I do remember being on holiday one year and the couple in the next apartment left a small child alone and he screamed and sobbed for ages. My mother told them if they did it again she was calling the police - they packed up and left. It was so unusual it's stuck in my mind.

If1knewiwouldnotbehere · 16/01/2020 09:40

I'm so confused as to why he would do this as he seems such a doting dad otherwise. Is well educated, from a lovely family, professional job etc.

So were Madeleine McCann's parents!

Supervised visits I would have thought would be advisable or parenting classes or accommodate a night out with his friends, so leaving your DS alone is not an option.

Urkiddingright · 16/01/2020 09:45

If my ex did this I would never trust him with my DC unsupervised again. Leaving a ten year old is one thing but a toddler is far too young. It’s not as though he popped out in an emergency either, he went to get pissed with his mates. Dickhead.
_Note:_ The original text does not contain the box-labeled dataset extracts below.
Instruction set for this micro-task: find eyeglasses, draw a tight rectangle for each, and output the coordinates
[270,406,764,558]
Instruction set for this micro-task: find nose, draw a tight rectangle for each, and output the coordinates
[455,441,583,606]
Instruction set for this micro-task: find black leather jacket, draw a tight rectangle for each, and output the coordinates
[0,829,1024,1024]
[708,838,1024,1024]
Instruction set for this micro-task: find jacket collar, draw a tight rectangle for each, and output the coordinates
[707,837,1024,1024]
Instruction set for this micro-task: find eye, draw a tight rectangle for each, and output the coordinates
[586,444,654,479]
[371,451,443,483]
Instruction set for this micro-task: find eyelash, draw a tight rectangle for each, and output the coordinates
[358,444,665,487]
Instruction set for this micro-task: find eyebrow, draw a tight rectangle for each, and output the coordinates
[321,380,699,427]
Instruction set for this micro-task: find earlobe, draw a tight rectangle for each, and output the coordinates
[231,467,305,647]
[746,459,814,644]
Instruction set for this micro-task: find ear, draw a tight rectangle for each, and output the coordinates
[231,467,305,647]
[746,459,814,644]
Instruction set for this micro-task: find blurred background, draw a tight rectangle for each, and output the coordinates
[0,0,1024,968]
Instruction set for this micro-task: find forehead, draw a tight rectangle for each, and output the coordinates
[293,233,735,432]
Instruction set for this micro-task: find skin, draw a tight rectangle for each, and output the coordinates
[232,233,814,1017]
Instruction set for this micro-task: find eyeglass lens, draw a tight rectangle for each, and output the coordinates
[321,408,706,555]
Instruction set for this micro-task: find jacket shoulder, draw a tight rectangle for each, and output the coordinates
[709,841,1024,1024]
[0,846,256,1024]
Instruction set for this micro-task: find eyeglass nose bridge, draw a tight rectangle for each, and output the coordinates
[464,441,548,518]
HairyString · 16/01/2020 09:46

Oh and if you have anxiety, doing this to you is a shitty trick.

Think about that.

Junie70 · 16/01/2020 09:48

I think you'll have a hard time trying to prevent him getting access here, to be honest, but I'd see a solicitor and get some legal advice. At least record it with one because it gives a picture of his parenting.
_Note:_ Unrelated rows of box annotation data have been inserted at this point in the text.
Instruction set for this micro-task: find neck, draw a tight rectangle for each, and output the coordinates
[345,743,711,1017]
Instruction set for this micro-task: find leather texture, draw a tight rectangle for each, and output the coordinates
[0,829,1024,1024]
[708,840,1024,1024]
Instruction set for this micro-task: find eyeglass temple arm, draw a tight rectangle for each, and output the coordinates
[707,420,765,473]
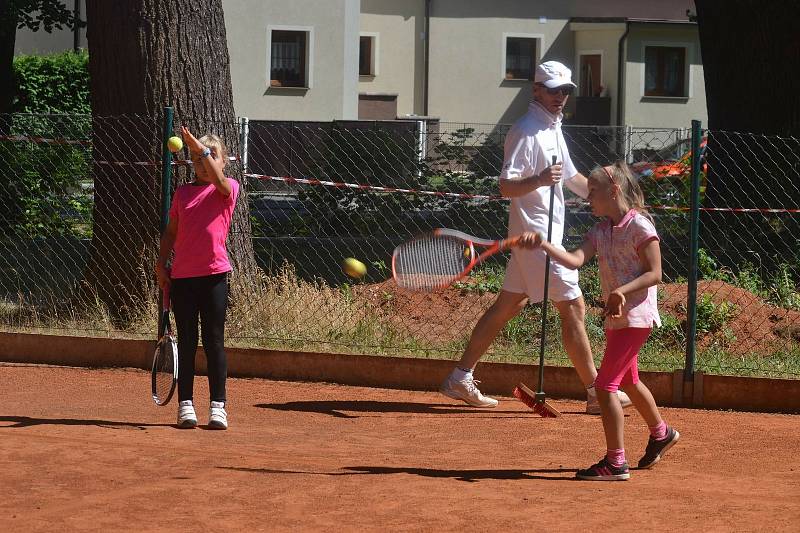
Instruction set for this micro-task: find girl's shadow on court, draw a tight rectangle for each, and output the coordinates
[255,400,536,418]
[0,415,175,430]
[217,466,577,483]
And screenshot the messages in case he deletes them.

Phineyj · 16/01/2020 09:49

Could you go to a mediator with him (a solicitor could help you find one) and discuss what's ok and what isn't? It would be cheaper than anything more formal and you would at least know you did your best to get the issue debated and written down in a calm way.

Your ex needs to get a Sitters account too. There's simply no excuse for 'couldn't find a babysitter' these days unless you won't pay, are very rural or leave it to the absolute last minute.

crustycrab · 16/01/2020 09:50

This was not normal 15 years ago. Or even 40 years ago.

As babies we were sleeping in the pram at the side of the table while our parents ate out on holidays.